The FCC Just Made It Easier to Raise Your Cable Rates

In an unusual move, Chairman Tom Wheeler overrode opposition from his fellow Democrats.

A Comcast service van is shown on April 23, 2015 in Miami, Florida. (National Journal)

The Federal Communications Commission has quietly approved a proposal that could make it easier for major cable providers like Comcast to raise prices.

The decision is a rare win at the FCC for the cable industry, which has suffered a series of losses on net neutrality and other major issues under Chairman Tom Wheeler, himself a former cable lobbyist.

The FCC voted 3-to-2 Tuesday to limit the power of state and local regulators over cable TV packages and prices, according to agency officials. The agency declared that it will assume that there is "effective competition" for cable services nationwide.

Wheeler won support from the commission's two Republicans, but the two other Democrats opposed the decision, officials said. It is extremely unusual for an FCC chairman to side against the commissioners in his own party. A spokesperson for Wheeler declined to comment on the decision, which has not yet been made public.

A number of top congressional Democrats had urged Wheeler not to loosen the regulations on major cable companies, warning it could lead to higher prices for consumers to get access to news, sports, weather, and other programming.

"As the cable industry becomes increasingly concentrated, the Federal Communications Commission must maintain meaningful protections to ensure that American consumers have affordable access to the programming most relevant to them," Democratic Sens. Al Franken, Ed Markey, Bernie Sanders, Elizabeth Warren, and others wrote in a letter last month. "The FCC's proposal runs contrary to this important responsibility."

The FCC's own intergovernmental advisory committee had also recommended against the change.

Before the FCC's ruling, state and local utility regulators could cap the prices that cable providers charged for basic TV packages and equipment, require uniform rates in an area, and ensure that customers didn't have to buy extra tiers of programming to get access to premium channels. Cable providers could petition the FCC to escape those regulations, but only if they provided evidence that there was already effective competition in their area.

The FCC's decision shifts the burden to the local authorities to prove that competition is lacking to justify their regulations.

The cable industry argued that the process had become outdated since the rise of satellite television as a competitor to cable. The vast majority of cable providers were able to show that they faced effective competition, but only after dealing with FCC red tape.

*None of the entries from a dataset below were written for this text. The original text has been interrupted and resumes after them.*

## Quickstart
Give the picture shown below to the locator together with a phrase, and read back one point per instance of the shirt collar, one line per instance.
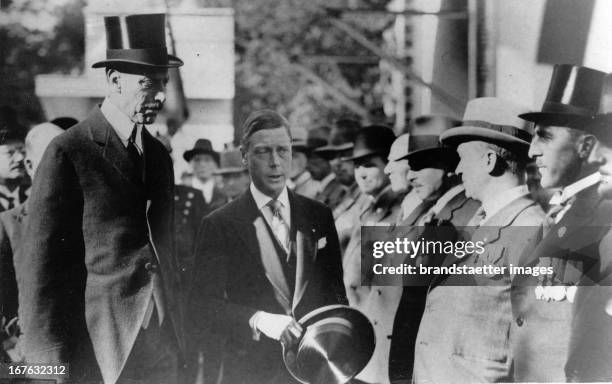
(573, 189)
(121, 123)
(496, 203)
(261, 199)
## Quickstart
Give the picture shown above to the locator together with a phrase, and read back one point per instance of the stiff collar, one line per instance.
(572, 190)
(446, 197)
(121, 123)
(494, 204)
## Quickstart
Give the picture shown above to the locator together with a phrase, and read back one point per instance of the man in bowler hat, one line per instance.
(98, 281)
(590, 346)
(574, 226)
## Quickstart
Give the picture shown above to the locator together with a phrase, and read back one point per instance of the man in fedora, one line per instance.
(574, 225)
(464, 335)
(98, 281)
(591, 329)
(234, 175)
(269, 256)
(204, 161)
(430, 171)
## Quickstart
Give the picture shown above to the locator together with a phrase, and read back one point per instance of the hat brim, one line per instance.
(569, 120)
(173, 62)
(455, 136)
(188, 155)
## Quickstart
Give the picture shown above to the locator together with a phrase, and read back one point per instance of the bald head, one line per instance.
(37, 140)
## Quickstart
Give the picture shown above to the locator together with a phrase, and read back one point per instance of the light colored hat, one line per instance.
(491, 118)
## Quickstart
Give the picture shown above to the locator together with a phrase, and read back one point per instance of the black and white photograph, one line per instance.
(305, 192)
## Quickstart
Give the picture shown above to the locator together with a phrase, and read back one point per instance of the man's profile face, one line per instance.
(472, 168)
(398, 174)
(204, 166)
(556, 156)
(142, 96)
(12, 156)
(268, 159)
(370, 175)
(601, 155)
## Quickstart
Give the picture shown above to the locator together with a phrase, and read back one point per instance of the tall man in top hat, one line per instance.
(431, 167)
(575, 223)
(98, 283)
(464, 335)
(269, 256)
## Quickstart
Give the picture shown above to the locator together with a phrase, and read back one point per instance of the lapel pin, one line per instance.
(561, 232)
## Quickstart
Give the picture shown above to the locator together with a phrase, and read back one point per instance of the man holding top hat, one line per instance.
(464, 335)
(573, 228)
(98, 289)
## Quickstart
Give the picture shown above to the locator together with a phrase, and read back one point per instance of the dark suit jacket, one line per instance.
(98, 233)
(231, 283)
(11, 227)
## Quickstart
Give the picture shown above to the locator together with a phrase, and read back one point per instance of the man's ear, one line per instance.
(113, 78)
(586, 145)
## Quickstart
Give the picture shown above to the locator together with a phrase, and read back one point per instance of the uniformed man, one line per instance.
(464, 335)
(370, 152)
(575, 224)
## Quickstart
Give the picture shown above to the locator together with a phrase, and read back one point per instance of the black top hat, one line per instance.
(202, 146)
(137, 40)
(573, 97)
(372, 140)
(333, 344)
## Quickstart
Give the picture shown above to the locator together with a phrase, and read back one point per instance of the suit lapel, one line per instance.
(113, 149)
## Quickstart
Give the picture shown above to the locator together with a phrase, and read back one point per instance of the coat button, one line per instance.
(519, 321)
(150, 267)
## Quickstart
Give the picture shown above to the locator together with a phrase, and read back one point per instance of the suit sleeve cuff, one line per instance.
(253, 324)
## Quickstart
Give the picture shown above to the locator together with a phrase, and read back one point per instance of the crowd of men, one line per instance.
(109, 267)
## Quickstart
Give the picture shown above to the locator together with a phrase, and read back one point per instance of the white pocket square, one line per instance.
(322, 242)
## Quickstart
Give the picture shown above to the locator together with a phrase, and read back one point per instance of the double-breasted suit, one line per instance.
(569, 338)
(101, 234)
(456, 212)
(244, 271)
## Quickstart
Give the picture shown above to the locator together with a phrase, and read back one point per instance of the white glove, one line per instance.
(271, 325)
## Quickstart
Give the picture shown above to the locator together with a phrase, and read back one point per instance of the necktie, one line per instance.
(279, 225)
(133, 152)
(478, 218)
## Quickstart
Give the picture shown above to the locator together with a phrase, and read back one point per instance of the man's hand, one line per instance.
(272, 325)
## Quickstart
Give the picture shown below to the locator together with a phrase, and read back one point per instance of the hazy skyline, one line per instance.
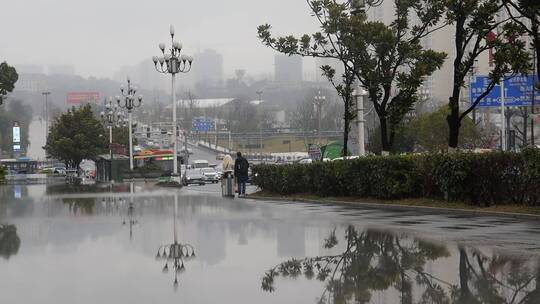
(98, 37)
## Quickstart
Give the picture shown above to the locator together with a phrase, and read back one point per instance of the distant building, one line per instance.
(334, 63)
(31, 82)
(61, 69)
(208, 69)
(29, 68)
(288, 68)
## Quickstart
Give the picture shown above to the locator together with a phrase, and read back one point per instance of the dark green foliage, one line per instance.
(76, 135)
(8, 78)
(388, 60)
(9, 241)
(479, 179)
(3, 173)
(473, 20)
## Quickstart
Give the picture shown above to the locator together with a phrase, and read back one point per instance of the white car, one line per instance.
(211, 175)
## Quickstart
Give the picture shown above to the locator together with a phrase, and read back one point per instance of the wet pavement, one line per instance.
(105, 244)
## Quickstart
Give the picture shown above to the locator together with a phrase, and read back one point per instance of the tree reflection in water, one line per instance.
(9, 241)
(376, 261)
(80, 206)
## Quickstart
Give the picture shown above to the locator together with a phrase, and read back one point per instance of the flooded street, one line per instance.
(99, 244)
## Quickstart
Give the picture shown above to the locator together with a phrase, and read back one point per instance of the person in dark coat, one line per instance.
(241, 167)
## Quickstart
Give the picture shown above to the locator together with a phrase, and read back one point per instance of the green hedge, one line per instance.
(480, 179)
(3, 173)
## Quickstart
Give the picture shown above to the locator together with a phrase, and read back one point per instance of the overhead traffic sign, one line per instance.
(202, 124)
(518, 91)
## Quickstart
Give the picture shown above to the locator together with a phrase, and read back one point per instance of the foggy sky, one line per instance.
(100, 36)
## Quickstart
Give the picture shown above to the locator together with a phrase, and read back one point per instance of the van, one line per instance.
(198, 164)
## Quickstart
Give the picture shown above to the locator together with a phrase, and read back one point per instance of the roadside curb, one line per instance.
(426, 209)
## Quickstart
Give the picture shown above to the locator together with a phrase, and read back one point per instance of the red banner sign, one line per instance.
(77, 98)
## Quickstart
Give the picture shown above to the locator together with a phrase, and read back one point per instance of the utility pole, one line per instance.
(503, 116)
(533, 93)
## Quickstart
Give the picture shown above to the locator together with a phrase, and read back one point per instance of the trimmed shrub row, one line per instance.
(479, 179)
(3, 173)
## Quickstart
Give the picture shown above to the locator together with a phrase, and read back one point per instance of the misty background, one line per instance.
(98, 37)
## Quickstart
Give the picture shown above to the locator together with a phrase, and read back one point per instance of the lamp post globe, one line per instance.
(173, 62)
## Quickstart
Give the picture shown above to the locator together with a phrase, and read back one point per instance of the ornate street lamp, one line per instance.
(319, 100)
(173, 62)
(112, 116)
(176, 253)
(129, 102)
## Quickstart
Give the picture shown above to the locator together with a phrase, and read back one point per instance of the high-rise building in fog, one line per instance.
(61, 69)
(29, 68)
(288, 68)
(334, 63)
(208, 69)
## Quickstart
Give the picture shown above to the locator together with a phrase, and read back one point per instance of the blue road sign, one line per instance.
(202, 125)
(518, 91)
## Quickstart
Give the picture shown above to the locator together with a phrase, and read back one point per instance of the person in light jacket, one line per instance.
(241, 173)
(228, 165)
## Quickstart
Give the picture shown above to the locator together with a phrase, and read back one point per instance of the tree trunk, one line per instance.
(464, 291)
(346, 129)
(454, 124)
(385, 143)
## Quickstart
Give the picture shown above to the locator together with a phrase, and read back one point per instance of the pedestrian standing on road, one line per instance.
(228, 165)
(241, 167)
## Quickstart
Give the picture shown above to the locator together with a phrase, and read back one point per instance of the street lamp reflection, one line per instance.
(175, 254)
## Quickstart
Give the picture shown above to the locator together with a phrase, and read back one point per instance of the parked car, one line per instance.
(187, 151)
(60, 170)
(194, 177)
(210, 174)
(199, 164)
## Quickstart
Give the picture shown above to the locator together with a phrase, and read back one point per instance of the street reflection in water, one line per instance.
(99, 244)
(376, 265)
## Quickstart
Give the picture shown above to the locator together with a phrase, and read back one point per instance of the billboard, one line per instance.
(518, 91)
(77, 98)
(16, 133)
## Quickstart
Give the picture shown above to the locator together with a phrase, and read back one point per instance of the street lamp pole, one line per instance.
(261, 122)
(319, 101)
(46, 114)
(129, 101)
(111, 116)
(173, 62)
(360, 94)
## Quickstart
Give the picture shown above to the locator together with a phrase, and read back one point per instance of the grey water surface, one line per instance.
(99, 244)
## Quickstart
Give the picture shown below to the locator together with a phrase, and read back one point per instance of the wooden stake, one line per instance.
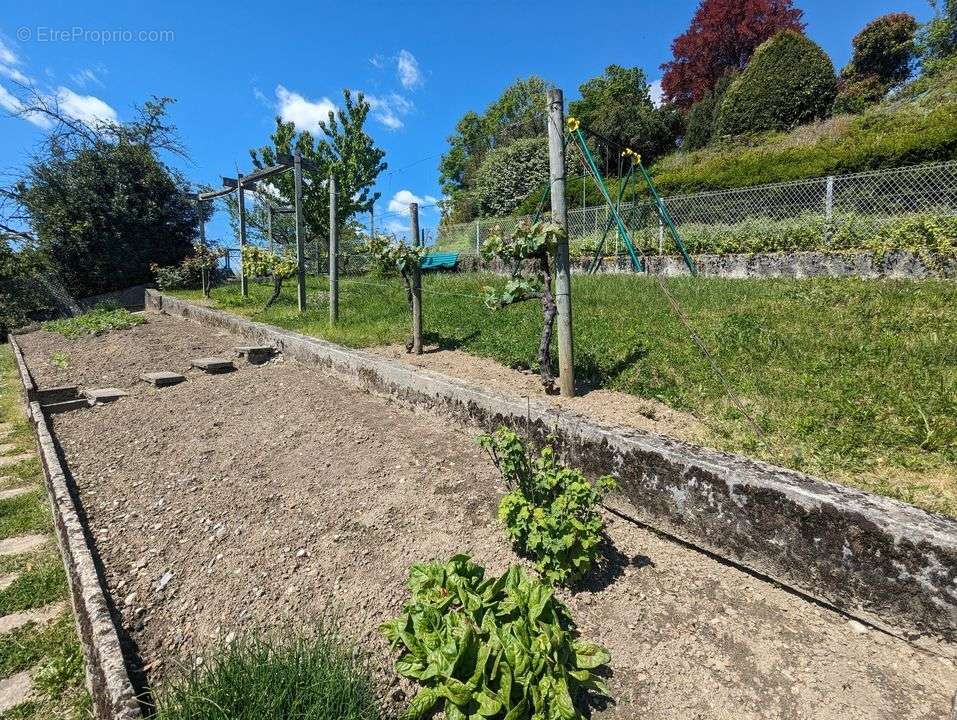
(300, 233)
(416, 284)
(333, 254)
(563, 280)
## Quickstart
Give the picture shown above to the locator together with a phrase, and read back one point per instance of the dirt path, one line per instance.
(275, 494)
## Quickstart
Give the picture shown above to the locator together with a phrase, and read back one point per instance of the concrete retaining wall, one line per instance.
(897, 264)
(107, 677)
(882, 560)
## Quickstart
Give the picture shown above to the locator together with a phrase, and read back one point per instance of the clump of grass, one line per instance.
(24, 514)
(316, 677)
(95, 322)
(60, 359)
(41, 581)
(853, 380)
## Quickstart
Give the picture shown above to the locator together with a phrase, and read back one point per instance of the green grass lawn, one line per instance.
(852, 380)
(51, 652)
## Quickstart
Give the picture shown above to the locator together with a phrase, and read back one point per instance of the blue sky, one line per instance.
(233, 67)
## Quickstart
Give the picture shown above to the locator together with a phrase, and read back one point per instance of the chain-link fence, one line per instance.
(836, 212)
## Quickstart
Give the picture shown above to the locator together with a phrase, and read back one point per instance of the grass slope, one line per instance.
(852, 380)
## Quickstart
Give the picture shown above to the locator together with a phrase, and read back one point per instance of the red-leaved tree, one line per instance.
(722, 37)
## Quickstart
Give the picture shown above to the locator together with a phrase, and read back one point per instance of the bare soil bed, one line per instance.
(274, 495)
(609, 407)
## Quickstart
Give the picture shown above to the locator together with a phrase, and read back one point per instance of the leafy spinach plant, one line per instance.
(490, 648)
(551, 512)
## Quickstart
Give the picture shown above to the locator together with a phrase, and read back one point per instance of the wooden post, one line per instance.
(243, 280)
(333, 254)
(300, 233)
(563, 280)
(202, 239)
(416, 284)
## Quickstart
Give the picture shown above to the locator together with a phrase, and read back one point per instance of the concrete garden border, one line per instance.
(883, 561)
(107, 678)
(897, 264)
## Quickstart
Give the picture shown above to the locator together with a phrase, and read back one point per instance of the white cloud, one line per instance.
(9, 59)
(86, 108)
(656, 93)
(85, 76)
(389, 109)
(401, 200)
(306, 114)
(12, 104)
(14, 74)
(408, 70)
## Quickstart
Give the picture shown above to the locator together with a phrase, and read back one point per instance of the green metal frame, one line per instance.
(615, 207)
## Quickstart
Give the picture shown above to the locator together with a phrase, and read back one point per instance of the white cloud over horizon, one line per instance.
(389, 109)
(86, 108)
(306, 114)
(407, 68)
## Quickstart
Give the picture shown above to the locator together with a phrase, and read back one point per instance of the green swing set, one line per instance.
(615, 219)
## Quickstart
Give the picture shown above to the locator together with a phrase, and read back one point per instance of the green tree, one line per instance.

"The record shows that the availability of multichannel competitive alternatives to cable, once limited to relative handful of communities, is now ubiquitous, and that there has been a significant decline in cable's share of multichannel video customers since the existing presumption was adopted more than two decades ago," the National Cable and Telecommunications Association wrote in a filing last month with the agency.

As part of a satellite-television law passed last year, Congress instructed the FCC to consider whether to assume that small cable operators face effective competition. The FCC went beyond that directive by applying the assumption to cable providers of all sizes. Democratic Commissioners Jessica Rosenworcel and Mignon Clyburn supported the decision to streamline the rules for small providers, officials said, but opposed the expansion to large providers.

The broadcast-television industry had fiercely lobbied against the change, fearing it could lead cable providers to shift local channels into pricier tiers.